Since the code is statistically optimized (based on random input of
sometimes identical words), it should actually be a lot faster than O(n^2)
most of the time. I heard it outperformed an ANSI C++ black-red library
(whatever a red-black list might be). This is due to statistics of course,
in a worse case situation a weighted binary tree with some hash table properties
seems like a good choice to me. This extra speed would come at a price
however, a price I am not willing to pay for this program since it seems
fast enough for the purpose it was written for (see above).
Since you are still reading this, you are probably not a very accomplished
programmer yet (or you would have gotten to the code already), so here
are some tips on how to use this program in a windows environment.
You can give three command line options to wordcnt.exe and wordcnt32.exe.
Giving no options will show a short description of the program. If you
want to use the program you will need to specify an existing filename,
I am sorry that the error messages you will get if opening this file fails
won't be much use to most users. This program was not really written with
novice users in mind, yet the program will take all the abuse a user will
be able to throw at it as far as I can see.

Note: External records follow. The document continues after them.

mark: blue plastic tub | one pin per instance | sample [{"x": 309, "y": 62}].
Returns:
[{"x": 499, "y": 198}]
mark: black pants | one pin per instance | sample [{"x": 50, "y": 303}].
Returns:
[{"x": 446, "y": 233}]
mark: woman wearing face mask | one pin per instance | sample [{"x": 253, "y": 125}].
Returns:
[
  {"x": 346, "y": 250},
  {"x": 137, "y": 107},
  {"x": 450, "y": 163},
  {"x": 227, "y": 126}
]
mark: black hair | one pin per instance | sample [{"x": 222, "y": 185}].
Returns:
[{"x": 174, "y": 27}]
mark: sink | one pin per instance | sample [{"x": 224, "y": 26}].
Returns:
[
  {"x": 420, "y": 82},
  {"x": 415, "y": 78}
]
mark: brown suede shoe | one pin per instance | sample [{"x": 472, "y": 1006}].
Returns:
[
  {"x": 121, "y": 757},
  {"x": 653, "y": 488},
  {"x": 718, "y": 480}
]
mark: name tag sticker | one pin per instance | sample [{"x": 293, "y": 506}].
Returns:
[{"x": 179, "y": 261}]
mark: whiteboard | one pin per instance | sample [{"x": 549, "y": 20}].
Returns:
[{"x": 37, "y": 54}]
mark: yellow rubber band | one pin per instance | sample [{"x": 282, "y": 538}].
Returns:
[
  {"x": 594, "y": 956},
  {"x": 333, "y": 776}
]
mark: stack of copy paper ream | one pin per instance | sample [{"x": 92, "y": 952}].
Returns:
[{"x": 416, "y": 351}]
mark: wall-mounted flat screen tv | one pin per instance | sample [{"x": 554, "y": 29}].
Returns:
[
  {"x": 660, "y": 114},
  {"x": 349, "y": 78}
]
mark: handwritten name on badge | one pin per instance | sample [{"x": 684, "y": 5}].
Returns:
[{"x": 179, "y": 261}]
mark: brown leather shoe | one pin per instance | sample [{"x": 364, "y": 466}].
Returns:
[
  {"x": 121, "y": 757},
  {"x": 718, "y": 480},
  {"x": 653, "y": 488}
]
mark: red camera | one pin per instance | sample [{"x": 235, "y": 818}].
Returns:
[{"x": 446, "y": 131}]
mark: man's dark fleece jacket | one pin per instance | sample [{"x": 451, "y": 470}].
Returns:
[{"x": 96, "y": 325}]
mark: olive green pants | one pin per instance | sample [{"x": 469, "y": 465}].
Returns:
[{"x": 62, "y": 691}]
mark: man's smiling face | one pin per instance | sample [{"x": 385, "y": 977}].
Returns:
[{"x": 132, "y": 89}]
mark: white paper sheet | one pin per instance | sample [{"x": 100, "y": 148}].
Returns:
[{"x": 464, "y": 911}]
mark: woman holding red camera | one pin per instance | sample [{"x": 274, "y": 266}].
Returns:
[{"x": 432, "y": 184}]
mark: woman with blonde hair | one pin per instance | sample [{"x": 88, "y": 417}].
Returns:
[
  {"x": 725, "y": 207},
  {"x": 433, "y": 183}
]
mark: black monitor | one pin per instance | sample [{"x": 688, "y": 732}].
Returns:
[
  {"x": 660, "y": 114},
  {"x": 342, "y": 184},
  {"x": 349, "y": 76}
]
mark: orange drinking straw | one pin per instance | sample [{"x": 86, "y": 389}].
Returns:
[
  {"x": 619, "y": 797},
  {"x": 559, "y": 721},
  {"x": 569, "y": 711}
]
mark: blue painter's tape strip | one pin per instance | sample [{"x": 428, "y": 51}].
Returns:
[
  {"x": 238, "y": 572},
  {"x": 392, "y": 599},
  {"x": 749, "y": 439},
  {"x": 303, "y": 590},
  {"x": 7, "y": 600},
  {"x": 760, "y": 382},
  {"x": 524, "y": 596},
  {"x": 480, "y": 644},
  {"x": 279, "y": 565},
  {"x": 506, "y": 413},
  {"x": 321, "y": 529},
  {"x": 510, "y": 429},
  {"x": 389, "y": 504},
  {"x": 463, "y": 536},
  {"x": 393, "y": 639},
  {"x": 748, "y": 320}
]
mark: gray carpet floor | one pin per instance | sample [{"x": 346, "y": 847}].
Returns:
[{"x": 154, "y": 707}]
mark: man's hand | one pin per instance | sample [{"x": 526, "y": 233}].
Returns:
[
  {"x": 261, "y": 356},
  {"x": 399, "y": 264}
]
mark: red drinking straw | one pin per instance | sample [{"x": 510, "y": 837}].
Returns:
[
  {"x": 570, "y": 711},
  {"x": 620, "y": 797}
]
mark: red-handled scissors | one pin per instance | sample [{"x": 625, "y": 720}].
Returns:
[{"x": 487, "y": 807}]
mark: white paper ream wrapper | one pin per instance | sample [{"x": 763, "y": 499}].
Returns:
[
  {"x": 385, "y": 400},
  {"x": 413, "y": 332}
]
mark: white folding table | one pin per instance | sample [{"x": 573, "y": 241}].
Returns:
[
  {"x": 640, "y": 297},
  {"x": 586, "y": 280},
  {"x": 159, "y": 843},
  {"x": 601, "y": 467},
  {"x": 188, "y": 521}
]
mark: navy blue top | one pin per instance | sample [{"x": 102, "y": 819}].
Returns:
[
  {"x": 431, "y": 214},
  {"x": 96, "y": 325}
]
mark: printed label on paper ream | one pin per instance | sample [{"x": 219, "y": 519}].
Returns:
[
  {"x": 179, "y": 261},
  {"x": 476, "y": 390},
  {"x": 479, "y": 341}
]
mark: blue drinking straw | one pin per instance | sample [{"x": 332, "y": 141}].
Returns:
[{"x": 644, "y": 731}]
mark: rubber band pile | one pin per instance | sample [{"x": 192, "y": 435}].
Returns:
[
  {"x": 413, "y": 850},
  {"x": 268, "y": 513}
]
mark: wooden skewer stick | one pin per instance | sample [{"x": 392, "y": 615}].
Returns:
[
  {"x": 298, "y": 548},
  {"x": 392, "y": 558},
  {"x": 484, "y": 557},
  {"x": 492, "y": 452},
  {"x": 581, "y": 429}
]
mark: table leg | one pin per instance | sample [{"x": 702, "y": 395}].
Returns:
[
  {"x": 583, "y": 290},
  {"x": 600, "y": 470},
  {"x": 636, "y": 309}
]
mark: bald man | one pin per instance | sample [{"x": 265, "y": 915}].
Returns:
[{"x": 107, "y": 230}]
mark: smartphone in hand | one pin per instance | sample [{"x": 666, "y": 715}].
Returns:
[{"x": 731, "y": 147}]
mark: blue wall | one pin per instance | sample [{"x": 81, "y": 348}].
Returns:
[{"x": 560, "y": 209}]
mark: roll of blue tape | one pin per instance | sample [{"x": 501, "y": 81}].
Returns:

If you specify a second parameter this needs to be a number. This is
the number of the minimal word length the words you are looking for must
be. You should always specify this as this is a major speedup variable
to the program. Let me explain, if I only count larger words, I won't have
to keep track of smaller words and n will be smaller in O(n^2).
If you specify a third parameter, this also needs to be a number. This
number also speeds up the program if set and does so by removing all the
words that have lower counts before printing them. Because of the way I
have implemented or coded this utility, execution time could theoretically
be cut in half if you set this number as high as is permitable. In the
situation of Zax, who I coded this program for, I could imagine he would
set this number to 100 or something in that area. We are trying to tag
a dictionary flooder on usenet.
So that is how the program works on its own. There are some command
line utilities shipped with windows which will make your life a lot easier:
-
You can redirect the output of this program to a file like this: "wordcnt
wordcnt.zip 1 1 > myfile.txt". This also works in linux (which I think
it was stolen from).
-
You can sort the output of this program with a utility called sort like
this: "sort /+10 myfile.txt > mysorted.txt". This will sort the file alphabetically.
You can also sort on count (which I would deem more useful).
-
You can edit the output of this program with a utility called edit like
this: "edit mysorted.txt".
So there you have it, that is all I have to say about this program. I hope
it will be supported by a lot of people in the future and that this program
will lead a long and happy life. As a final though about programming: "Programs
don't crash computers, programmers and designers crash computers".
-- Don't believe the hype (Chuck D).